In clinical lung transplantation, to the best of our knowledge, only two retrospective studies compared the effects of different preservation solutions on I/R injury. Hardesty and coworkers (32) compared the early postoperative results of lung transplantations in which preservation was based on flush perfusion of two intracellular solutions (Euro-Collins and UW solutions). The UW group consisted of 70 grafts whereas the Euro-Collins group consisted of 30 grafts. The authors found that reperfusion injury identified by radiograph on Day 1 was more severe in the Euro-Collins group but failed to detect any difference between the two groups in terms of gas exchange and early mortality. More recently, Muller and coworkers retrospectively compared the effect of flush-perfused LPD and Euro-Collins solutions on I/R injury in 80 lung transplantation recipients (33). Despite a significantly longer duration of ischemia, incidence and severity of reperfusion injury as well as the 30-d mortality were lower in the LPD group without achieving statistical significance. The only parameter associated with statistical significance was the alveolar-arterial oxygen gradient at admission to the intensive care unit, which was in favor of the LPD group. This may have resulted from the low number of patients accounting for the absence of a clear difference in favor of the extracellular-type LPD solution. We have previously compared the early postoperative course according to the type of preservation, but failed to detect a difference (34). For that reason, we decided to pool data from two centers.

The reasons for the apparent superiority of the extracellular-type preservation solutions in both experimental and clinical studies are not well understood. High potassium content of intracellular-type solutions may have deleterious effects in lung preservation. During pulmonary artery flush, vasoconstriction induced by high potassium content may alter homogeneity of distribution of the preservation solution (35). In addition, high potassium content may have direct toxic effects on Type II alveolar cells (36) or affect chemotaxis of PMNs, which are the cornerstone cells in I/R injury (37).

There are limitations to our study. First, the design of the study is retrospective. Thus, introduction of a bias is not excluded. Because the different solutions have been used in a sequential way, the superior results observed with extracellular-type solutions may reflect a training curve.
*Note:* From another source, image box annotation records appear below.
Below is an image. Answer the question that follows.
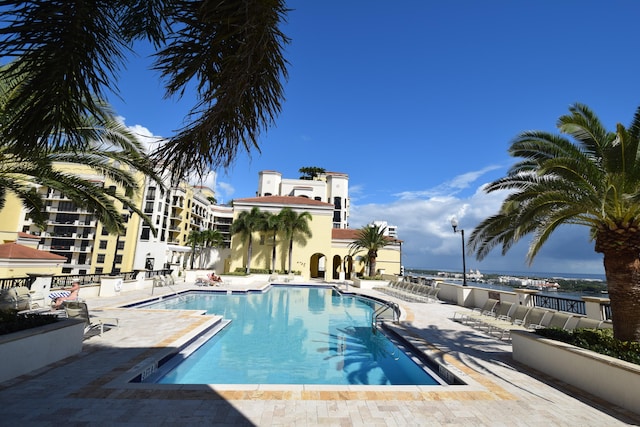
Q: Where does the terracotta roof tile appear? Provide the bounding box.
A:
[18,231,40,240]
[234,196,333,206]
[0,242,66,261]
[331,228,402,242]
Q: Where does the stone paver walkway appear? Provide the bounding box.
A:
[0,284,640,427]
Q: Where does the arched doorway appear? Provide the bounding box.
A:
[309,253,327,279]
[331,255,342,280]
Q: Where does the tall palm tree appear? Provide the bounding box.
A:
[0,0,289,181]
[349,224,389,277]
[231,206,263,274]
[200,230,224,268]
[186,230,204,270]
[469,104,640,341]
[262,211,284,273]
[0,65,161,233]
[278,207,313,273]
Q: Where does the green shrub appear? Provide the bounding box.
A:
[537,328,640,365]
[0,310,58,335]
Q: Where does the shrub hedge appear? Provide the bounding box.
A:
[537,328,640,365]
[0,310,58,335]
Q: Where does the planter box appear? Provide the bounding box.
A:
[511,331,640,414]
[353,277,389,289]
[0,319,85,382]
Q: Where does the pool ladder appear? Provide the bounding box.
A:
[371,302,400,333]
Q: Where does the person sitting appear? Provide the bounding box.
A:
[51,280,80,310]
[207,271,222,285]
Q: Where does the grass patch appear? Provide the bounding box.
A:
[536,328,640,365]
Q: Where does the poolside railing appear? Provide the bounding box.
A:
[533,294,587,316]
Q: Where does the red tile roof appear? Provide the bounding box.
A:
[331,228,402,242]
[0,242,67,261]
[234,196,333,206]
[18,231,40,240]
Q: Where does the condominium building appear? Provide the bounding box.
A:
[256,170,350,228]
[0,164,225,274]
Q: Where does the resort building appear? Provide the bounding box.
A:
[0,163,225,274]
[225,196,402,280]
[0,164,402,280]
[256,170,349,228]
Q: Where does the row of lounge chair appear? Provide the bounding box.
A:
[375,280,440,302]
[63,301,119,336]
[453,298,611,339]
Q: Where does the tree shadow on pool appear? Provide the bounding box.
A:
[318,327,400,385]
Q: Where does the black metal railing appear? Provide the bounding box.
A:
[0,277,36,289]
[0,268,171,290]
[533,295,587,316]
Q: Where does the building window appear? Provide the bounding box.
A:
[147,187,156,200]
[140,227,151,240]
[144,201,154,213]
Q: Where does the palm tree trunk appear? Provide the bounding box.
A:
[247,236,253,274]
[369,257,376,277]
[604,250,640,341]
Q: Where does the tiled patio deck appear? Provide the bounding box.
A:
[0,284,640,427]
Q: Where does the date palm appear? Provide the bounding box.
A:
[278,207,313,273]
[469,104,640,341]
[349,224,390,277]
[0,0,289,177]
[231,206,264,274]
[0,65,160,233]
[260,212,284,273]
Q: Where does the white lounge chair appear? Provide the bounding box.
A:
[64,301,118,336]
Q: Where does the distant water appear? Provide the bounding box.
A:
[408,268,607,282]
[480,270,607,282]
[407,269,606,299]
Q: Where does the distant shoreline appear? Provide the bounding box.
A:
[406,267,607,282]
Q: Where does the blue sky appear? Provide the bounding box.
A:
[111,0,640,274]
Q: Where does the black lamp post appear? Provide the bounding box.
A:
[451,218,467,286]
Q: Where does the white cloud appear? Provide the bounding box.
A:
[350,167,603,274]
[394,165,501,200]
[117,116,167,153]
[216,182,236,203]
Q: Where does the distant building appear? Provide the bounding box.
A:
[372,221,398,239]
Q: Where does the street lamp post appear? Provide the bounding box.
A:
[451,218,467,286]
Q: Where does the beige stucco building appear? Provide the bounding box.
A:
[225,196,402,280]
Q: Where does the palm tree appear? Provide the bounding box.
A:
[469,104,640,341]
[278,207,313,273]
[0,65,161,233]
[231,206,263,274]
[187,230,224,270]
[186,230,204,270]
[0,0,289,181]
[349,224,389,277]
[200,230,224,268]
[261,211,284,273]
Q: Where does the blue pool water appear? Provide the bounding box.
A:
[140,286,439,385]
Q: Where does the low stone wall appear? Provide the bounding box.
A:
[511,331,640,414]
[0,319,85,382]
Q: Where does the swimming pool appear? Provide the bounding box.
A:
[138,286,442,385]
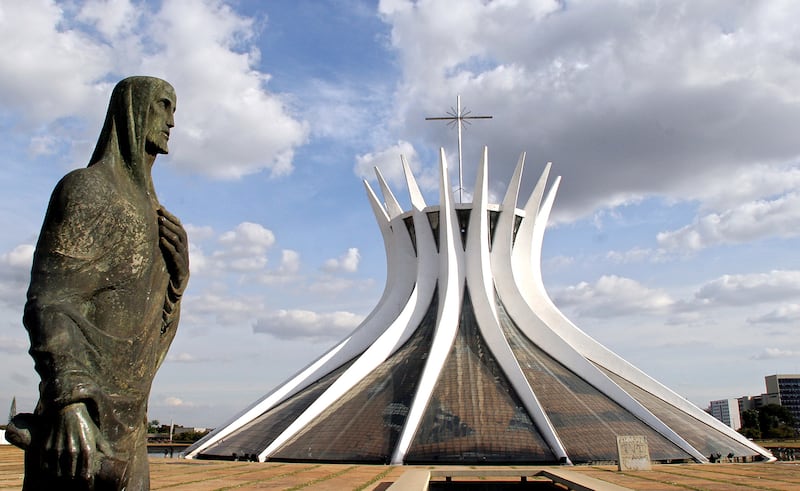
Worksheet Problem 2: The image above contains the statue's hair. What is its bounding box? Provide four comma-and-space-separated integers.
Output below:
89, 76, 174, 168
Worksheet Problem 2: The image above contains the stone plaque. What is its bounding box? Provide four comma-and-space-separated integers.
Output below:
617, 435, 650, 471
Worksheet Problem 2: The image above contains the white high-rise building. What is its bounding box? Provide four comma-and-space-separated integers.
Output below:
710, 399, 742, 430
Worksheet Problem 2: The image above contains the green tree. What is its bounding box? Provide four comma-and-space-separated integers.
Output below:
147, 419, 161, 433
758, 404, 794, 438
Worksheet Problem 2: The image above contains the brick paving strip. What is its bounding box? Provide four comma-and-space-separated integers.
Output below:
574, 464, 800, 491
0, 445, 800, 491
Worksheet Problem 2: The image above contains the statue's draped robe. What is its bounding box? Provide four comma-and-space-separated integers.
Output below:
24, 78, 180, 491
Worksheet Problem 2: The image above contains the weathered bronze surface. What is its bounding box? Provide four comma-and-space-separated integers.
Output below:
8, 77, 189, 491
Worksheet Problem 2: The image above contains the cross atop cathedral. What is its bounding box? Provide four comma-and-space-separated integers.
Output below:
425, 94, 492, 203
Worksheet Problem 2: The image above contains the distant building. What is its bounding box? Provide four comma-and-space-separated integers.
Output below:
709, 399, 742, 430
764, 375, 800, 429
738, 393, 781, 414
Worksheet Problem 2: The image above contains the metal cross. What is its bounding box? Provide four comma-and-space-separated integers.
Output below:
425, 94, 492, 203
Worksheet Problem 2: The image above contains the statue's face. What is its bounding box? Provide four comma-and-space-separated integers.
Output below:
147, 87, 175, 154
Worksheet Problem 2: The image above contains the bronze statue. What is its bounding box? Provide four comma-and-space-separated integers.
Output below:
8, 77, 189, 491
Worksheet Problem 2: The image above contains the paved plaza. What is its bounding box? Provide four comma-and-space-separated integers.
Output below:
0, 445, 800, 491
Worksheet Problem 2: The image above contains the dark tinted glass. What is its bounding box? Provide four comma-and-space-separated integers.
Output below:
406, 291, 555, 463
603, 370, 757, 457
270, 294, 438, 463
498, 302, 691, 463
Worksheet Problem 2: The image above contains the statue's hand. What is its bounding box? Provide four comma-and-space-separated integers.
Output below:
157, 208, 189, 296
42, 402, 111, 482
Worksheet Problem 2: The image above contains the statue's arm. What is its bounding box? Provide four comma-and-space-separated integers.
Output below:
23, 176, 111, 481
158, 207, 189, 333
23, 172, 104, 407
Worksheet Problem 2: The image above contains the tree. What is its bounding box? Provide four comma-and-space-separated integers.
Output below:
739, 404, 794, 438
739, 409, 761, 439
758, 404, 794, 438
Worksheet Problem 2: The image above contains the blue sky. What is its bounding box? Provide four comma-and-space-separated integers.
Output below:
0, 0, 800, 426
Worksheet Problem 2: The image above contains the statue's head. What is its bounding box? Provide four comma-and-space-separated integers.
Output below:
89, 77, 176, 173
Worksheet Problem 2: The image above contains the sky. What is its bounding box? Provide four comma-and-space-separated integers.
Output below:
0, 0, 800, 427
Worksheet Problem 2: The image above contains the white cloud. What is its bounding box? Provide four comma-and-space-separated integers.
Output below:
164, 396, 194, 408
695, 270, 800, 306
323, 247, 361, 273
167, 353, 198, 363
253, 310, 363, 341
210, 222, 275, 272
0, 0, 308, 179
747, 303, 800, 325
657, 192, 800, 251
0, 244, 35, 309
376, 0, 800, 219
278, 249, 300, 275
751, 348, 800, 360
553, 275, 675, 318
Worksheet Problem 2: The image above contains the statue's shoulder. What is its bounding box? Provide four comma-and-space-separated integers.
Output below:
52, 167, 114, 206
However, the use of intracellular-type solution was not limited to the beginning of our transplantation programs (UW solution was used up to 1998), whereas the first introduction of extracellular-type solutions was January 1992. When the 1-mo survival and the incidence of reimplantation edema were analyzed in both centers, a learning curve effect was not observed (Figure 1). Moreover, transplantation year was linked neither with occurrence of reimplantation edema nor with 1-mo survival in the univariate analysis. This finding does not support the role of a learning effect in our study. A prospective, randomized, comparative study comparing the effects of different preservation solutions on the outcome of lung transplantation would have been more appropriate. Given the scarcity of lung donors in France, such a study would have been difficult to carry out, even on a multicenter basis. Second, even if the number of patients included in the study is important, it is likely that we lacked statistical power to detect the differences between the four groups.

In conclusion, a significant negative relation between graft ischemic time and both edema occurrence and 1-mo survival was demonstrated. Furthermore, our data indicate that despite the absence of a demonstrable effect on 1-mo mortality, extracellular-type solutions were associated with better lung preservation than intracellular-type solutions in clinical lung transplantation. These results are in agreement with most of the experimental studies. Among the extracellular-type solutions, the superiority of one solution over the other is not clear. Further studies are needed to determine which of these extracellular-type solutions achieves the best lung preservation.